Every swing we analyze in BRD Labs starts as a grid of pixels. But coaches don't care about pixels—they care about where the club actually was in space, how much the hips shifted, and how the shaft was oriented relative to the player's posture.
Bridging that gap—from pixels to meaningful geometry—is where the pinhole camera model comes in. It's a simple mathematical model of how cameras see the world, and it's the foundation for everything else in our vision stack: perspective correction, stereo depth, even future simulator work.
In this article, we'll walk through what the pinhole model actually is, why it matters for golf, and how it helps us get the most out of normal phones instead of custom hardware.
From “taking a video” to “casting rays into space”
Conceptually, the pinhole camera model is simple: imagine a tiny hole in a wall and a flat screen behind it. Light from the world passes through the hole and lands on the screen, forming an image.
In math terms, that process does one key thing: it maps every 3D point in the world to a 2D point on the image. You can think of each pixel as a ray shooting out from the camera into the world—if you follow that ray far enough, you'll eventually hit the club, the ball, or the player's hip.
BRD's job is to understand those rays. When we say "the club moved this direction" or "the hands shifted this much," we're really saying: given the camera, these pixels correspond to these directions in 3D space.
The intrinsics: how a specific phone sees the world
Not every camera maps rays the same way. A wide-angle lens on an iPhone sees differently than a telephoto lens on a tablet. The intrinsic parameters of a camera describe how that specific device projects 3D points onto its sensor.
In the pinhole model, the intrinsics boil down to a few ideas:
- Focal length: how “zoomed in” the camera is. A longer focal length makes the scene look tighter and flatter; a shorter one looks wider and more distorted.
- Principal point: the pixel coordinate that represents the optical center of the image (not always the exact center of the frame).
- Pixel scale: how many pixels correspond to a unit of length on the sensor in the horizontal and vertical directions.

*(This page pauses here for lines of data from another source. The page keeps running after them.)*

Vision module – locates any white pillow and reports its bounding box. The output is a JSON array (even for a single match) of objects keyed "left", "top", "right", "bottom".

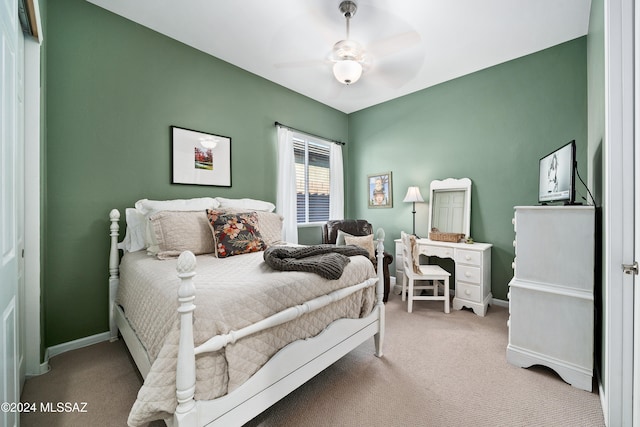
[
  {"left": 118, "top": 208, "right": 147, "bottom": 252},
  {"left": 216, "top": 197, "right": 276, "bottom": 212},
  {"left": 118, "top": 197, "right": 220, "bottom": 255},
  {"left": 135, "top": 197, "right": 220, "bottom": 215},
  {"left": 149, "top": 211, "right": 215, "bottom": 259}
]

Together, these define a matrix (often called K, the intrinsics matrix) that lets us convert back and forth between pixel coordinates and rays. In code, it's what turns "pixel (x, y)" into "ray pointing slightly left and up from the camera."
Why focal length and zoom matter for golf angles
For coaches, focal length shows up as the difference between "that looks about right" and "why does everything look warped?"

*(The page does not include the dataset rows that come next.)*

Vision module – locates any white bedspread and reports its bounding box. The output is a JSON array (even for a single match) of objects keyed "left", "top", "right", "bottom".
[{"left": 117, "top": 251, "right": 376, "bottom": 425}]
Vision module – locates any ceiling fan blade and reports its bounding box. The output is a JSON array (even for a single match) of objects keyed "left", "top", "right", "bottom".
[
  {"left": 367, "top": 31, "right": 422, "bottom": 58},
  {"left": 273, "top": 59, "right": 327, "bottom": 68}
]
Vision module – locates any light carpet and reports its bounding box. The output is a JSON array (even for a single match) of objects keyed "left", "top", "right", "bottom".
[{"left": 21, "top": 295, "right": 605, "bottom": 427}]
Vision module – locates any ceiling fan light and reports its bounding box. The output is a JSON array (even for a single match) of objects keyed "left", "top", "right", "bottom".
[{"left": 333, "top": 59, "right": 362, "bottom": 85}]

Wide lenses (like the default phone camera at arm's length) can make:
- closer objects (hands, club head) look bigger and more curved,
- straight lines near the edge of the frame appear bent,
- and depth relationships (how far in front or behind something is) harder to interpret.

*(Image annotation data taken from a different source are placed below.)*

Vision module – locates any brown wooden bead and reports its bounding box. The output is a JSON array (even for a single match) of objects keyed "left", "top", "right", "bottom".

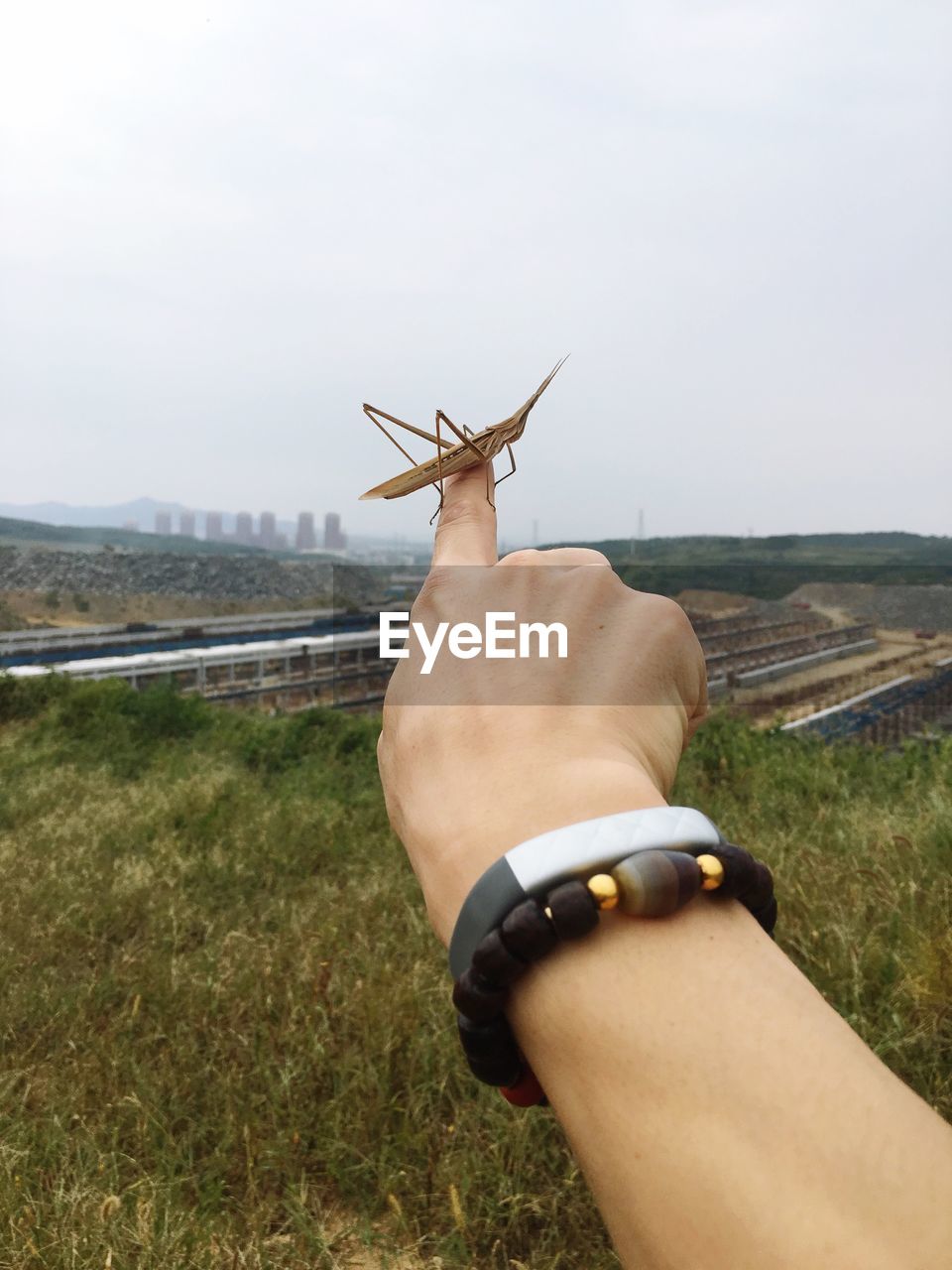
[
  {"left": 466, "top": 1048, "right": 526, "bottom": 1087},
  {"left": 739, "top": 860, "right": 774, "bottom": 912},
  {"left": 750, "top": 895, "right": 776, "bottom": 939},
  {"left": 545, "top": 881, "right": 598, "bottom": 940},
  {"left": 612, "top": 851, "right": 701, "bottom": 917},
  {"left": 472, "top": 929, "right": 528, "bottom": 988},
  {"left": 500, "top": 899, "right": 558, "bottom": 961},
  {"left": 453, "top": 969, "right": 508, "bottom": 1024},
  {"left": 693, "top": 842, "right": 757, "bottom": 899},
  {"left": 456, "top": 1015, "right": 517, "bottom": 1058}
]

A more "normal" focal length—what we'll guide coaches toward—keeps geometry more faithful. But even when the lens isn't perfect, the pinhole model lets us understand how that particular setup will distort the scene, so we can compensate or at least warn when certain angles might be unreliable.
Principal point: where “straight ahead” actually lives
In a perfect world, the camera's optical center would land exactly at the center of the image. In reality, it might be shifted slightly up, down, left, or right.
That offset matters because it defines which direction is truly "straight ahead" for the camera. If we ignore it, then:
- verticals may lean even when the camera is level, and
- our estimates of tilt and rotation can slowly drift.
By modeling the principal point, we anchor our rays correctly. When we say "this line is vertical" or "the camera is tilted a few degrees," that statement rests on this calibrated understanding of how the image is centered.
Dealing with lens distortion: the part the pinhole model ignores
Real phone cameras aren't perfect pinholes. Lenses introduce radial distortion (straight lines bowing outward or inward) and sometimes tangential distortion (a small skewing effect).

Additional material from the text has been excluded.